Je me lève donc d'un bond, essuie rapidement mes larmes, et presse tout le monde à se lever pour que l'on se mette en route, n'importe où loin de ce tableau d'horreur. Mais Luce m'arrête dans mon élan en reprenant son calme.

- On ne peut pas partir comme ça, les enfants mourront de faim et de soif avant d'arriver où que ce soit

- Le bus est dans un sal état, je ne pense pas qu'on puisse en tirer grand-chose

- Ça ne coute rien d'essayer

Je n'arrive même pas à regarder dans la direction du bus, tellement le chemin est parsemé de cadavres plus atroces les uns que les autres. Mais je suppose qu'elle a tout de même raison.

- Si tu t'en sens capable vas-y... On t'attendra un peu plus loin... Soit prudente...

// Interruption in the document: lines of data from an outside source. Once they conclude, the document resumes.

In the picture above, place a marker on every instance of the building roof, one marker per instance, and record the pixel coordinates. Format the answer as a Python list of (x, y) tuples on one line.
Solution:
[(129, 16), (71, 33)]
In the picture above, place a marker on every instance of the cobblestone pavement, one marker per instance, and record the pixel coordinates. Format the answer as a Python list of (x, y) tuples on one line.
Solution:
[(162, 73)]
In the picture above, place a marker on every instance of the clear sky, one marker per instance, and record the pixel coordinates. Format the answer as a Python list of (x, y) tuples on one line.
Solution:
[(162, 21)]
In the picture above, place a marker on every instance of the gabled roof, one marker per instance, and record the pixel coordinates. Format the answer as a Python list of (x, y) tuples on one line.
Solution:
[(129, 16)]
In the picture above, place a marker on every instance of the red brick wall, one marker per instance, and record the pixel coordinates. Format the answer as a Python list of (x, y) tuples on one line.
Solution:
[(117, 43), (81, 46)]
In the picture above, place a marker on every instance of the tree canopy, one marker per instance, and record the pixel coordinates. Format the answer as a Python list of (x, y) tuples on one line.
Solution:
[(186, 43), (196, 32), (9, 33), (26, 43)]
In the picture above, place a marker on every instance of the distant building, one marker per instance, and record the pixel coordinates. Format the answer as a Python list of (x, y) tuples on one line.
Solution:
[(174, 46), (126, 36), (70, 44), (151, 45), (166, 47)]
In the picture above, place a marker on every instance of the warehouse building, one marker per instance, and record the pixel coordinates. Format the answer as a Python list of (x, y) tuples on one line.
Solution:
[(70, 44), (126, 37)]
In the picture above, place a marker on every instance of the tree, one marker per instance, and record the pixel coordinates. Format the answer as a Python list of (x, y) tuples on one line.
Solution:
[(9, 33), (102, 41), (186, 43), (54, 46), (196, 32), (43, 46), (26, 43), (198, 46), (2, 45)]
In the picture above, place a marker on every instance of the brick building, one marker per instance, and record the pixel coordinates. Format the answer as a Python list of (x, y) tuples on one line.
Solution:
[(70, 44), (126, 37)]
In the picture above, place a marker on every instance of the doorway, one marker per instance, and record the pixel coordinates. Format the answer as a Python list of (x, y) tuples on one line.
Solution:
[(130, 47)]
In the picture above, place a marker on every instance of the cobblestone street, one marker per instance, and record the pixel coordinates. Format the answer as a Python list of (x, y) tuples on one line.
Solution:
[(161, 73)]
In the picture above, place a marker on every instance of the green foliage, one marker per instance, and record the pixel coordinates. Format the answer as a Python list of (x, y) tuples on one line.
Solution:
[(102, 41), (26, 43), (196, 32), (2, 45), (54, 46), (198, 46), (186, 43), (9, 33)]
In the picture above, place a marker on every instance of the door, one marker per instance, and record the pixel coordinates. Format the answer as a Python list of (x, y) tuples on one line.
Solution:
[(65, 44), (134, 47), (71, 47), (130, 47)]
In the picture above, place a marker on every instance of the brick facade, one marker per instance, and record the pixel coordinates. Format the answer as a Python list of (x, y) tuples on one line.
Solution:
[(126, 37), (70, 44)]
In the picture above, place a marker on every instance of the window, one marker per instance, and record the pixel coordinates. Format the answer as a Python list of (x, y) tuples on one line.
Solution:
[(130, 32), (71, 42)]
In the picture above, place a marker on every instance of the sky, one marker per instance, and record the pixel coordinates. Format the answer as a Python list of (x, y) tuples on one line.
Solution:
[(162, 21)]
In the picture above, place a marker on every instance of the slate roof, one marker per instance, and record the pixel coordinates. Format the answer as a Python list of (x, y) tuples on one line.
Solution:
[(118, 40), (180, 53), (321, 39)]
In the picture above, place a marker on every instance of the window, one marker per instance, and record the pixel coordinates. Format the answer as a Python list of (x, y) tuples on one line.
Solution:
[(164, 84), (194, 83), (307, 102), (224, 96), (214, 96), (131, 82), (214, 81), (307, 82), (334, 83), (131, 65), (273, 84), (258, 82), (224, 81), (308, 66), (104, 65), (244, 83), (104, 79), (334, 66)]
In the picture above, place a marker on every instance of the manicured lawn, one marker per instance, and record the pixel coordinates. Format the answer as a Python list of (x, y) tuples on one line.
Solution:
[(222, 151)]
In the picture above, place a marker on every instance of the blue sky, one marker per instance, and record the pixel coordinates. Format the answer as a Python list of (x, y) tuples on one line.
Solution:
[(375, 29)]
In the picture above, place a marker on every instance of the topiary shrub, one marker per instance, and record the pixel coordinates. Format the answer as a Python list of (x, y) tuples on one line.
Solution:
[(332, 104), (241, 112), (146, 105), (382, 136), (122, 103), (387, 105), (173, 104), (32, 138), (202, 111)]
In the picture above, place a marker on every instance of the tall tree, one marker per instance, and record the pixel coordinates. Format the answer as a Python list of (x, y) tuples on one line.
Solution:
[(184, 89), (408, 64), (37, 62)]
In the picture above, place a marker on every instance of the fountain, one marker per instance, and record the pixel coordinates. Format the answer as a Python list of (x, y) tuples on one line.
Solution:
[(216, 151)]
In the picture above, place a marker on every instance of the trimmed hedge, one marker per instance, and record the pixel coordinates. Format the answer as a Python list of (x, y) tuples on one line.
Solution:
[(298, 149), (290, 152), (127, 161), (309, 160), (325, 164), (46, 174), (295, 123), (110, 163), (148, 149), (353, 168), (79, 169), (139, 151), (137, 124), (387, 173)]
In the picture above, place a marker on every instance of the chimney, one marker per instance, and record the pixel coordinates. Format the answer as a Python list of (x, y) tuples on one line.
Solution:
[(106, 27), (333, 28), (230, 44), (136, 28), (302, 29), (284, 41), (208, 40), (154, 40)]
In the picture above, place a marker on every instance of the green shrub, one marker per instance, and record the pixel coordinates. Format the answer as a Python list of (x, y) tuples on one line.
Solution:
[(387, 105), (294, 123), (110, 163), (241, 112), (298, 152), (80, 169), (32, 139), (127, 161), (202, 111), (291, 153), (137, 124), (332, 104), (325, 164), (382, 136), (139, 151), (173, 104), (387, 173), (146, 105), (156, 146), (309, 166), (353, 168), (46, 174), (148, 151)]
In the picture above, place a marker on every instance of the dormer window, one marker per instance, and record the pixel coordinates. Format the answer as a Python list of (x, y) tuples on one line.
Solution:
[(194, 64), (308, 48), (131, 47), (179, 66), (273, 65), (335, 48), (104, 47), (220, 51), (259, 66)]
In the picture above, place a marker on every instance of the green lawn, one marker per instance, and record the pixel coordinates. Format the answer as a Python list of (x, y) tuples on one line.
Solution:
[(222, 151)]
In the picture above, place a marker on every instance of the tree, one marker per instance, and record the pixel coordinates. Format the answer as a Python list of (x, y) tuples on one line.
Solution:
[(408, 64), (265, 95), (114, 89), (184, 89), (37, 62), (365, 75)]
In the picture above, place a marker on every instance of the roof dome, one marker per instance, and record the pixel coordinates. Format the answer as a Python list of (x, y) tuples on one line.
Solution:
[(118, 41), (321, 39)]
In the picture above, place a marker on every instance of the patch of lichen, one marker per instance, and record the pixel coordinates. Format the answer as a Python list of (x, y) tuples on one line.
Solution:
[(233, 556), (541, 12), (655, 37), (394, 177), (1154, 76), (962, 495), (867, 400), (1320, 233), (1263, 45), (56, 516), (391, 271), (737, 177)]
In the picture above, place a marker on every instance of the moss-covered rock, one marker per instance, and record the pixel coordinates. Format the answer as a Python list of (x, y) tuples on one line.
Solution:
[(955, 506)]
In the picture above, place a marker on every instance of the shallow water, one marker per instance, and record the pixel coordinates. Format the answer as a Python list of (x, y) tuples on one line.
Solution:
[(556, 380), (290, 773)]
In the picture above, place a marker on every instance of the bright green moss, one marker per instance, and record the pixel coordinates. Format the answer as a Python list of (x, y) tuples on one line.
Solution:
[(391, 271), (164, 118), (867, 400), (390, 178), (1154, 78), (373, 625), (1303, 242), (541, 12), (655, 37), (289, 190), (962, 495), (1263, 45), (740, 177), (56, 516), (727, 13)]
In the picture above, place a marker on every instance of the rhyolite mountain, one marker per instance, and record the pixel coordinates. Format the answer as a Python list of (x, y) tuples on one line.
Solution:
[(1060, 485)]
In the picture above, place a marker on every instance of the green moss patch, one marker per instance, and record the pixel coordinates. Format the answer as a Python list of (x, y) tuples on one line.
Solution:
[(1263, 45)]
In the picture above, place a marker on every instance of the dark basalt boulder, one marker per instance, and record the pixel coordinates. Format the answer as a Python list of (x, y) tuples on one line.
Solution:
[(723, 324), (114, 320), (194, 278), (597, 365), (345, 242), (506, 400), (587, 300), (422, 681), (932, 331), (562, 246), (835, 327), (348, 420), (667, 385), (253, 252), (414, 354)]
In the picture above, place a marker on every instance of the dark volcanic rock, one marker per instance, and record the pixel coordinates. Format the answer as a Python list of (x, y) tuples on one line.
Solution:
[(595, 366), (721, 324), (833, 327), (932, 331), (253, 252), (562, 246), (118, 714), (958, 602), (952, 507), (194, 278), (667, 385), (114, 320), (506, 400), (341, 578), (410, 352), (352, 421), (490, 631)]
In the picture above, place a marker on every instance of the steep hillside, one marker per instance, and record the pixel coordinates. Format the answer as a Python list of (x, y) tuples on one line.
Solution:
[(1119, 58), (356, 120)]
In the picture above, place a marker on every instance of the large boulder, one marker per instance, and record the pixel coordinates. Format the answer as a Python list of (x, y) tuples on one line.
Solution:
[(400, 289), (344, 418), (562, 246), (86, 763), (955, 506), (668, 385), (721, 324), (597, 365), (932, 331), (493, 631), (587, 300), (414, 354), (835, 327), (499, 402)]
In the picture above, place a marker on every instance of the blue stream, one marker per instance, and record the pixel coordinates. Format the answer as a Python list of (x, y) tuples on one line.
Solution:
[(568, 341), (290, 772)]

Elle hoche doucement la tête et s'en va vers le bus, récupérer ce qui est récupérable. Jayna et Holly se portent volontaires pour l'accompagner. Nous autres, allons dans le sens opposé, essayant de calmer les enfants tristes, apeurés et terrorisés, tout en les éloignant de cette vision macabre. D'ailleurs, je me questionne encore sur l'identité de nos assaillants, ils étaient trop bien armés et violents pour être de simples voleurs. Peut-être des braconniers ? J'ai entendue dire qu'il y en avait dans le coin, traquant les éléphants et les rhinocéros. Ou peut-être qu'ils nous visaient personnellement...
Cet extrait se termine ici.